「医師は主に主作用をターゲットにし、薬剤師は副作用に重きを置く」

なんかSOAP上手く書けないなあと思っていたときにamazonでベストセラー1位になっているのをみつけてすかさずポチッた一冊。読み終わってさすがベストセラー1位であるなあと実感。SOAPの書き方だけではなく、薬剤師としてどうあるべきかについて再考することができ、非常に有意義だったのでまとめも兼ねて紹介します。

まとめ・感想

chap. 1 薬歴とは
chap. 2 SOAPがうまく書けない理由

◆SOAPとは


S:主観的情報
O:客観的情報
A:評価
P:計画
は誤訳です。

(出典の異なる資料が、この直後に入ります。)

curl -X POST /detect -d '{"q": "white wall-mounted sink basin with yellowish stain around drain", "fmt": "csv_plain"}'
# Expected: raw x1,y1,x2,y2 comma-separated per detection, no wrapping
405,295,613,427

忘れてください。


と書かれてありいきなり衝撃を受けました。
海外の概念を日本語で一言では言い表せないとのこと。

本書曰くSOAPを日本語で表現すると

S:主訴(患者の訴えなど)
O:所見(薬剤師からみた患者の情報など)
→患者側の情報
A:SやOから考えたこと(Pの根拠、薬剤師の考え)
P:Aに基づき実行した服薬指導など(薬剤師の行動)
 服薬指導(Ep)、疑義照会(Cp)、今後の計画(Op)
→薬剤師側の情報


となるとのこと。具体的なSOAPの記載例やSOAPを利用した思考法(SOAP思考)の解説が細かくされており、今までとりあえずOに服薬指導内容をずらずら書いたり、Pは特に計画とか思い浮かばないからいいやと書かなかったり、Sに何を書けばいいかわからず悩んだ結果特に意味のない雑談を書いたりとなんとなくでSOAPを書いていましたが、この概念を知るだけでかなり自信をもってSOAPが書けるようになってきています。なんとなくで書いていた過去のSOAPは恥ずかしいからすべて消し去りたい。

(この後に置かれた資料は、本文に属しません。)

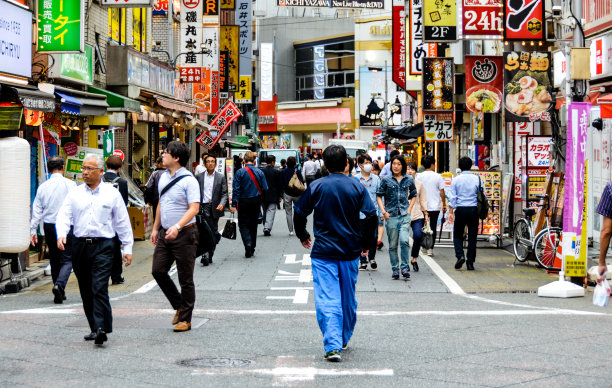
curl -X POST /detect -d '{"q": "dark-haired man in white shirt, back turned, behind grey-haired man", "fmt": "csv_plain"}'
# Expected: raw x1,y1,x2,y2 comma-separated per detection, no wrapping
30,156,76,304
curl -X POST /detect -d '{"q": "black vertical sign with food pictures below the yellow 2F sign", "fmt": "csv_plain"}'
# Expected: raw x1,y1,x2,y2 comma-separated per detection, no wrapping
423,58,454,111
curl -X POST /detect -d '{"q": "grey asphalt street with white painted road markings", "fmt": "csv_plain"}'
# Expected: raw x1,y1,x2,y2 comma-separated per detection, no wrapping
0,217,612,387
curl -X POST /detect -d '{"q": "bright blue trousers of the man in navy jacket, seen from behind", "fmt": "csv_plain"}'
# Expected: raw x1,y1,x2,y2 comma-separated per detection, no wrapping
311,257,359,352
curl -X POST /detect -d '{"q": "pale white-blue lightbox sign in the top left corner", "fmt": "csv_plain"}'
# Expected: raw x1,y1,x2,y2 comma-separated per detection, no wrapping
0,1,32,78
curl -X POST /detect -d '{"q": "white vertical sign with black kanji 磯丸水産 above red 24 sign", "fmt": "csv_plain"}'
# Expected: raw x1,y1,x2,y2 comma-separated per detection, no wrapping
179,0,205,67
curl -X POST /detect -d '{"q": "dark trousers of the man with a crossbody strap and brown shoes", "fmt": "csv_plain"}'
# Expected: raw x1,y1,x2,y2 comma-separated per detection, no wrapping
151,226,198,322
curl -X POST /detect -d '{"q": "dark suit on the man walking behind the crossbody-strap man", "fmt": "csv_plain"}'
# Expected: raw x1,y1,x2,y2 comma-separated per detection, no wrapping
196,171,227,265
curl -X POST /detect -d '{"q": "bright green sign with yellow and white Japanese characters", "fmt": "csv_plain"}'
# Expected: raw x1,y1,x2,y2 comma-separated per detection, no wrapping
36,0,85,53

そして、SOAPが書けるようになってきただけではなく、次章を読んで薬剤師としての在り方、考え方も学ぶことができました。

chap. 3 薬学を通して患者を理解する
◆医師と違う視点を常にもつ


「どんな薬にも、目的とする作用(主作用)と好ましくない作用(副作用)が存在します。副作用のない薬なんて存在しません。だから、薬剤師は医師と協働できるのです。つまり、視点の違いです。医師は主に主作用をターゲットにし、薬剤師は副作用に重きを置くのです。」

「医薬分業は薬のダブルチェックではありません。医師と薬剤師という、立場や方法を変えて薬をみるクロスチェックなのです」

「副作用の判別ができないようでは副作用の早期発見、早期対応の担い手にはなれませんし、それは医師だけではなく、薬剤師にも期待されている役割なのです」

やさぐれているときなど、病棟で持参薬を確認して薬の配薬をするだけなら薬剤師でなくてもいいんじゃないか、、、自分の存在意義はあるのだろうか、、、と思うことがたまにあったのですが、本書を読んでもっとやるべきことはあるし、もっともっと学ばなければならないことがたくさんあるなあ、大学時代に学んだ薬理学や薬物動態の知識はもっと活用、さらに深く学んで薬剤師として精進すべきであるなあと感じました。「薬剤師は副作用に重きを置くべき」というのは言われてみるとその通りですが、今までどうしても主作用のほうに注目が行って副作用についてはあまり詳しく考えることができていなかったため、この言葉を知ることができただけでも薬剤師としての視野・今後の展望が広がった気がしています。

chap.4 高齢者の薬学的管理
高齢者の高血圧治療、糖尿病治療、漢方治療などに対する薬学的管理について。純粋に知らないことが多く勉強になりました。

というようになんかSOAPの書き方がよくわからない、ちゃんと書けるようになりたいって人はもちろん、自分のように薬剤師として何をすればいいかわからず路頭に迷いがちな人にも、薬局薬剤師にも病院薬剤師にも全ての人におすすめできるとても良い本でした。